At home, we are on the precipice of beginning yet another “summer of economic recovery” according to the administration. Perhaps unemployment statistics are the lowest level they have been since the Great Recession, but talking with average Americans, one could easily miss that bit of information. The stock market may be at some of the highest levels that it’s ever been but for those millions of us who don’t own thousands of shares in stock, it’s little comfort at night.

Now, we are greeted once more by that weird uncle who never knows when to leave, our friend government incompetence–i.e., the VA–has arrived. As candidate Obama, he touted the successes of the VA healthcare system and that it ought to be a model for the country.

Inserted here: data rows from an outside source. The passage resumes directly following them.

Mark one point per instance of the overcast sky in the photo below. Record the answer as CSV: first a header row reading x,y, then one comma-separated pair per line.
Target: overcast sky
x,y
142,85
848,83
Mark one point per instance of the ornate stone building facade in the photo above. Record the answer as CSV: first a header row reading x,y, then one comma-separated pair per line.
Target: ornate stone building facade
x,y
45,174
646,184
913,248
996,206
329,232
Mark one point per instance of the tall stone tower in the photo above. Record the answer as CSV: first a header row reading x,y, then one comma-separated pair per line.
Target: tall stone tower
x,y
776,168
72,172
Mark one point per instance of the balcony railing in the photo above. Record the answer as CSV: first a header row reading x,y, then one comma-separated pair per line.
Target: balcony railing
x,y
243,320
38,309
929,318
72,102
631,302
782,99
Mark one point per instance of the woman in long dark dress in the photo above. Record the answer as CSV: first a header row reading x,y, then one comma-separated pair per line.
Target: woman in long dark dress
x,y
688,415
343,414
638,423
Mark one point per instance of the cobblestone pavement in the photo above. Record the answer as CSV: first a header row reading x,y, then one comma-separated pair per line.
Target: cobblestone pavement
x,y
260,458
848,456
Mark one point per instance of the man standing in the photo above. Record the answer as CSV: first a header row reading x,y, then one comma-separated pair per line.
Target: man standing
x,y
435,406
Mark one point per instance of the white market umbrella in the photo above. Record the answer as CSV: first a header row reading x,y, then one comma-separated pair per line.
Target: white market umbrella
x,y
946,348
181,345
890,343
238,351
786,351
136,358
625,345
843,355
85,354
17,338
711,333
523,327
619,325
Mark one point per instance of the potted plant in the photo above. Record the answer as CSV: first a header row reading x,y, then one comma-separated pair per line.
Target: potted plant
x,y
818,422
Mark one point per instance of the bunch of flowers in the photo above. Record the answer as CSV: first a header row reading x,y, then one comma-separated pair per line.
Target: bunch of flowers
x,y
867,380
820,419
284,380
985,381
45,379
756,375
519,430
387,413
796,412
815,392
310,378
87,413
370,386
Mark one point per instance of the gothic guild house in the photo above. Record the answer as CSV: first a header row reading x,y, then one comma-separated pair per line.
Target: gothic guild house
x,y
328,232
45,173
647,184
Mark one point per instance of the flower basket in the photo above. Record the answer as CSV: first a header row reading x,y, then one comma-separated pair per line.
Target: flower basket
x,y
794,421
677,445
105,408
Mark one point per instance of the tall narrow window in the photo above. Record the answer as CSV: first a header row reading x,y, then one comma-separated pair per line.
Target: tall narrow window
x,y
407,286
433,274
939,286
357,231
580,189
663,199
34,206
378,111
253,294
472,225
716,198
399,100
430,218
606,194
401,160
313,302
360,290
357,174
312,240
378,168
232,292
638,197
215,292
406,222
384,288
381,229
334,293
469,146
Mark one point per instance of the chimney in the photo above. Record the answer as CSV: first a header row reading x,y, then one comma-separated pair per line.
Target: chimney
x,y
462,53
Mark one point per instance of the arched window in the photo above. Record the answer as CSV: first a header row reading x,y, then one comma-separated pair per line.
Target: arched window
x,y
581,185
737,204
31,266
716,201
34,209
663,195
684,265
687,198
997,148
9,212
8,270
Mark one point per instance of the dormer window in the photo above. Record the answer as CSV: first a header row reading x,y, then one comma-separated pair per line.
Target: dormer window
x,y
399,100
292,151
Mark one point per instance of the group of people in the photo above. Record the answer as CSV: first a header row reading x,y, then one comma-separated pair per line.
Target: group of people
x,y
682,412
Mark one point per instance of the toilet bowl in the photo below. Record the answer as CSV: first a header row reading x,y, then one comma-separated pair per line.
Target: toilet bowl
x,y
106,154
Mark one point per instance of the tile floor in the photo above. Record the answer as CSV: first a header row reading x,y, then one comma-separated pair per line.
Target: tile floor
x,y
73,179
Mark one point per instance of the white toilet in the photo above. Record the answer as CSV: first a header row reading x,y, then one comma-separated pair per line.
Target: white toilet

Now, the VA has shown its true colours: unaccountable, inefficient, lazy, and downright disgraceful for the way they treated America’s heroes.

The ugly Marxist monster has reared its head once more in the form of government bureaucracy. The current political climate which wishes to directly nationalise companies like GM and others which are too big to fail also wish to indirectly nationalise various other segments of the economy by using its powers of regulation to constrain.

Perhaps it is simply a case where people like to complain. Perhaps things are getting better at home. Perhaps the economy is slowly getting better and that America is stronger and more respected now than before. Perhaps we’re just the ones who are too thick to see it. Nevertheless, at least in this case–for those 28 brave patriots–the dead go unburied.